Airbus needs to move large numbers of components to its assembly plants in France and Germany. This includes whole sections of planes.

Jul 13, 2018
Airbus and its many subsidiaries have come up with some wonderfully ambitious and interesting aircraft over the years. The double-decker A380 superjumbo is one example that comes to mind. 
But the plane that really stands out is the Airbus Beluga. It's arguably one of the weirdest looking aircraft in the world. 
The Beluga is a cargo plane designed to transport major sections of Airbus planes to its assembly plants in Toulouse, France and Hamburg, Germany from suppliers around Europe. 
And by major sections, I mean pieces as large as the middle and rear fuselage of an Airbus A320 airliner or the wing of an A350 widebody. 
In all fairness, Airbus also uses a fleet of barges and trucks to move components around Europe. 

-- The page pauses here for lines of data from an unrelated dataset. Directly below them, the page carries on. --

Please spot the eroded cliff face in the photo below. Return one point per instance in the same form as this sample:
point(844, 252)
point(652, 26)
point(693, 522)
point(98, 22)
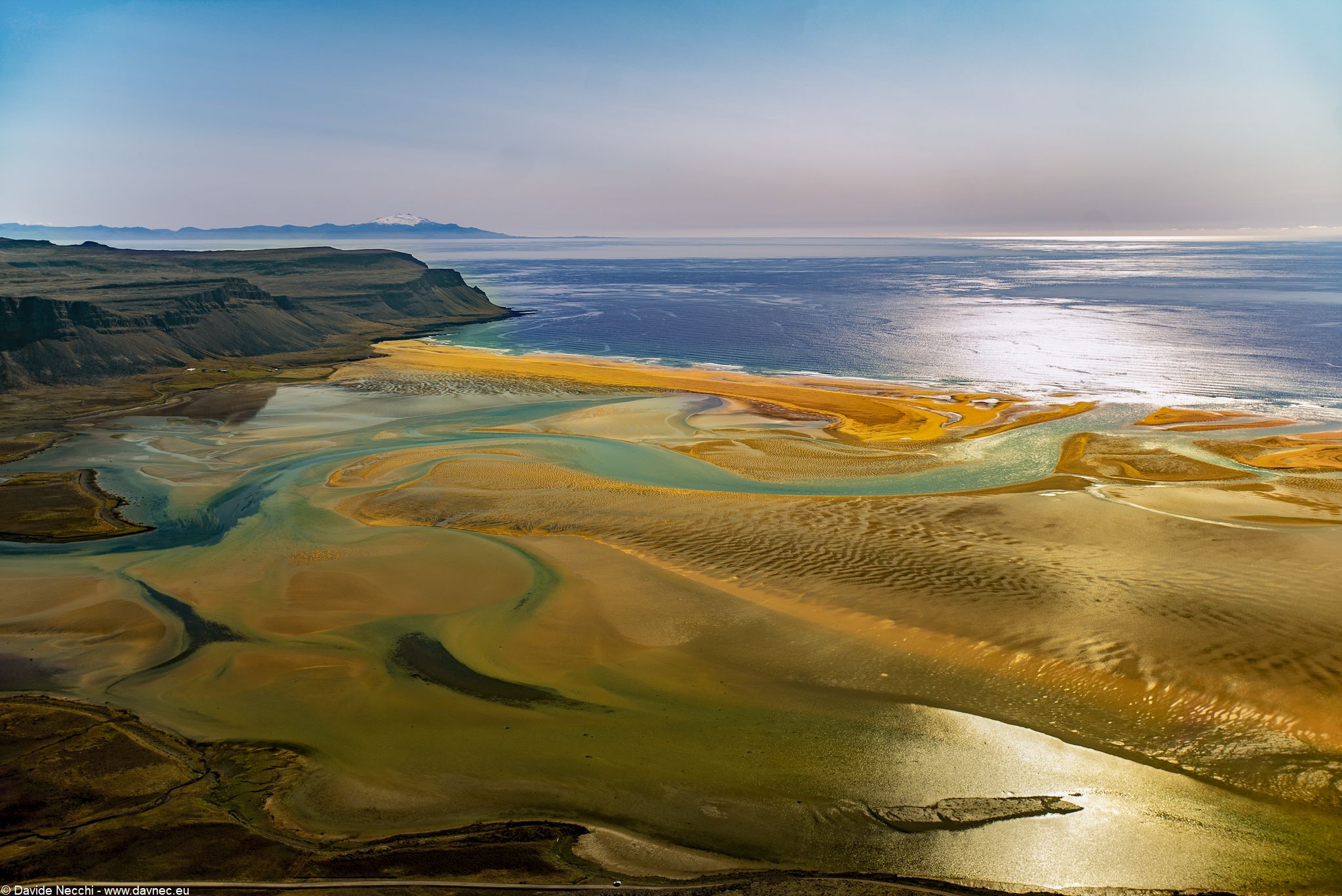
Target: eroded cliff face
point(88, 313)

Recently, Airbus unveiled a new generation of its bulbous cargo planes called the BelugaXL. 
It will take over for the current generation A300-600ST Beluga that has been in service for two decades. 
The Beluga derives its name from the large aquatic mammal to which it bears a striking resemblance. In fact, the new BelugaXL is even painted to look like the animal. 
According to Airbus, it decided to build the BelugaXL in November 2014 as a response to the greater transport and capacity requirements the company expects in the years beyond 2019. 
Since it's based on the Airbus A330-200F freighter, the BelugaXL is larger, with greater cargo capacity, and is expected to deliver superior performance than its predecessor.